Needless to say, Dria makes it to the Garden, where of course Star Dream is a success. Confusing matters somewhat is Dria's cousin Camilla Lou, who crashes the week-long event for the society side. Bored with the horses, she has an eye for the men of the international teams and talks her way into the official stadium boxes of the Canadian team.


"Now, how did she ever find her way in there?" Mama had to ask... "Those boxes are reserved!"
"Well, she isn't." Dria made the statement because she had been at the horse show for the better part of a week and had never thought of seating herself there.

Considering that Dria's endless self-effacement and heroic self-sacrifice are always being rewarded with horses, free trips to huge horse shows, male adoration, parental fawning, etc., etc., you'd think she could spot her cousin one measly flirtation.

More troubling for Dria, however, is that Star Dream's success in class after class has attracted attention and sale offers. And although her great-grandmother, Dream's legal owner, is perfectly in sync with Dria and has no particular wish to sell her horse, Dria's relentless selflessness makes her aware that a sale would make financial sense for the elderly woman.

This is the third in the series, after Star Dream and Summer For Seven, which I completely skipped. I will do my best to get to it, but since I really just skimmed this one, I have my doubts as to whether the review will be any more reverent. The heroine and Lambert just set my teeth on edge.


Random commentary:
Inter-library loan is an amazing thing. One of my recent requests came to my New Jersey library from Alaska. For one dollar, the public libraries of America sent an elderly children's book roughly 3,400 miles.
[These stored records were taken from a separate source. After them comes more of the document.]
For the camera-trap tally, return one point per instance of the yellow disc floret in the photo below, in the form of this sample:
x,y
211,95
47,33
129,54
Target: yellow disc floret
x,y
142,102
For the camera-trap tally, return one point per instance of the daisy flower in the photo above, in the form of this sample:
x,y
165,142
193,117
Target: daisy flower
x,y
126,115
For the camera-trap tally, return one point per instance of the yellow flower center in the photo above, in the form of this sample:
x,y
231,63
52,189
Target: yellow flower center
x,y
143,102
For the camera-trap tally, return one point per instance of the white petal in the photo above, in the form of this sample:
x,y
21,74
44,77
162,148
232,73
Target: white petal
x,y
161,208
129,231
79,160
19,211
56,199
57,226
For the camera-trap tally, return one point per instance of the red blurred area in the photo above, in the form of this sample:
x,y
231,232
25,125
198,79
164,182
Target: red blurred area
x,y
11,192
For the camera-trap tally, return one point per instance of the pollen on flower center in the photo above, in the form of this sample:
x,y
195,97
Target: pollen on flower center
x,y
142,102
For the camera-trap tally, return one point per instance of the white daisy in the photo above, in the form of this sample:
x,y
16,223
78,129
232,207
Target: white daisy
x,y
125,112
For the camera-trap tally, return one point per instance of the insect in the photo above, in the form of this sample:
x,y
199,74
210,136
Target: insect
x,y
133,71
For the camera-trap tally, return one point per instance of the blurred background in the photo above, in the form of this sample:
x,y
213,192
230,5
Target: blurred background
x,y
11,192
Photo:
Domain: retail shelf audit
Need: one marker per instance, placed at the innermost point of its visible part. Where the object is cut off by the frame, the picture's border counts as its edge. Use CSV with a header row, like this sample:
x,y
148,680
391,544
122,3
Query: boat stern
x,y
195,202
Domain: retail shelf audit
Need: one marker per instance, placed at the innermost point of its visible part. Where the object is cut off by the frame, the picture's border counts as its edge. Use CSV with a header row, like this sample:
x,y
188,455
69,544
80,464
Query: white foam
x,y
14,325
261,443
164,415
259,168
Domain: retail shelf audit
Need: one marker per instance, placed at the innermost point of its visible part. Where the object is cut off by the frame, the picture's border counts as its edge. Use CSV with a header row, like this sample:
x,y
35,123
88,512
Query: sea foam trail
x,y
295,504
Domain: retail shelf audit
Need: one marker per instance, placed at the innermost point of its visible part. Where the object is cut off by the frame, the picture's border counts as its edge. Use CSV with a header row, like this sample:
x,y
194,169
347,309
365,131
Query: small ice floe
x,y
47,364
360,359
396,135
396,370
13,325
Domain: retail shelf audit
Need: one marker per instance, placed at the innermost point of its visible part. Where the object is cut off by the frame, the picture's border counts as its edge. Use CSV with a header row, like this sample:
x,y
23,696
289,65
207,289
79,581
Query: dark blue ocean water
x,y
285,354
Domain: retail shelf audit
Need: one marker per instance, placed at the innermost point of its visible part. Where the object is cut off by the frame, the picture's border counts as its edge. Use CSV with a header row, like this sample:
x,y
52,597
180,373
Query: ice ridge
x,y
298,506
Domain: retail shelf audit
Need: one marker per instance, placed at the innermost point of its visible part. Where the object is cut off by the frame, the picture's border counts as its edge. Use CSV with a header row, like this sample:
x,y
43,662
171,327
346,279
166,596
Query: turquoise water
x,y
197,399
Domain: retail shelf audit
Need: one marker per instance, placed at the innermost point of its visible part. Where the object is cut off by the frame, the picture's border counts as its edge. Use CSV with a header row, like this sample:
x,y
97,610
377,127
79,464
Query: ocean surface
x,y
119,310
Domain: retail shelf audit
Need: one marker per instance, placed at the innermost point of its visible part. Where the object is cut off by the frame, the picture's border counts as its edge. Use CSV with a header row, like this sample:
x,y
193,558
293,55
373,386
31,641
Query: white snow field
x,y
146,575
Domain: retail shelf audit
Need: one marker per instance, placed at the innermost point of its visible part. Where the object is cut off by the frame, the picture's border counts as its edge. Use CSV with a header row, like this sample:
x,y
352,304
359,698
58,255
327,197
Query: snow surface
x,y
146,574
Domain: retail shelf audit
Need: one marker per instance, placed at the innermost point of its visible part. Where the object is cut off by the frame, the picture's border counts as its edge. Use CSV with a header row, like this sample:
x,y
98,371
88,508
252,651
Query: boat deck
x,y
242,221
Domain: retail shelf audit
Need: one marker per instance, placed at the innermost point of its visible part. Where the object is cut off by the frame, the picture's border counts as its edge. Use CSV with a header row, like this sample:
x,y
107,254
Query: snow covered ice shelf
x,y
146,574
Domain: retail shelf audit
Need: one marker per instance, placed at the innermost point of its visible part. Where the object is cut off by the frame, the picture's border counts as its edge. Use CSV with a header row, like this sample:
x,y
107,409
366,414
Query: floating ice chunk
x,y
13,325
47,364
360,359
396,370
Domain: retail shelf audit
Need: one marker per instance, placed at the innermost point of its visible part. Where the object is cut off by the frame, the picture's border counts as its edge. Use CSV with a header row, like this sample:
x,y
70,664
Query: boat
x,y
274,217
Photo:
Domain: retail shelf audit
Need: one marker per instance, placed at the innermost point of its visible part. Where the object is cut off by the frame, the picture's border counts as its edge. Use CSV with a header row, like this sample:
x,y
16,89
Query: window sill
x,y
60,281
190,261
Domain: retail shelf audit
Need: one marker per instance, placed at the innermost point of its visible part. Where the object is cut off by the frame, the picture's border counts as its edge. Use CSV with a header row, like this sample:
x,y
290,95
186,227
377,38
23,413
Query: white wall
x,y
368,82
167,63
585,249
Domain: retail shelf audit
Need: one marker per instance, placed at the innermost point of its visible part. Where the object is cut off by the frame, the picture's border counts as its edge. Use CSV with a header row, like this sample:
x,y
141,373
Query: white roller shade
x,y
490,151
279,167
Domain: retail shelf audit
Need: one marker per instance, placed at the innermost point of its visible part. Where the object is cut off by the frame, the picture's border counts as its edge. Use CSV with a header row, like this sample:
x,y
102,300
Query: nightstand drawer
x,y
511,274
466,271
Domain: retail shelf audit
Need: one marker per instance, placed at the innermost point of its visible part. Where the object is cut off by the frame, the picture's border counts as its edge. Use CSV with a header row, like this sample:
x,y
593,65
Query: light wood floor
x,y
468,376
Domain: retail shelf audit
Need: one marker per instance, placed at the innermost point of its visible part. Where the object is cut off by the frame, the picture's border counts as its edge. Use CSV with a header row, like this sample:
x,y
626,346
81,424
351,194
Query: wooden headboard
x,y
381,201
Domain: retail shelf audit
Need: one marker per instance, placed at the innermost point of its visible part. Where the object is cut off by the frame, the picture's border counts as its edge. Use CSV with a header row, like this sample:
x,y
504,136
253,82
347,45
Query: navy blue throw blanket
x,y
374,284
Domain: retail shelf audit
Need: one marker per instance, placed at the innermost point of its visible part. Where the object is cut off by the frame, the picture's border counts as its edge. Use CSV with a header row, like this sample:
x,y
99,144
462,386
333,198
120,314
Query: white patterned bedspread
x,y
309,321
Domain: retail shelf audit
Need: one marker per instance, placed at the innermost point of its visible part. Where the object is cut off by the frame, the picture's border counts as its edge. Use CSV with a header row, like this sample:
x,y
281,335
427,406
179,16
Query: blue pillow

I love red-tailed hawks. The muscle cars of the sky, they're highly visible and unmistakable, which is nice for the lazy sort of birdwatcher who really doesn't enjoy parsing out the difference between the Carolina and the Black-Capped Chickadee. And their scream is the eagle/hawk cry of a million movies, instantly evoking images of high plains drifters, cowboys, buttes and the wilderness.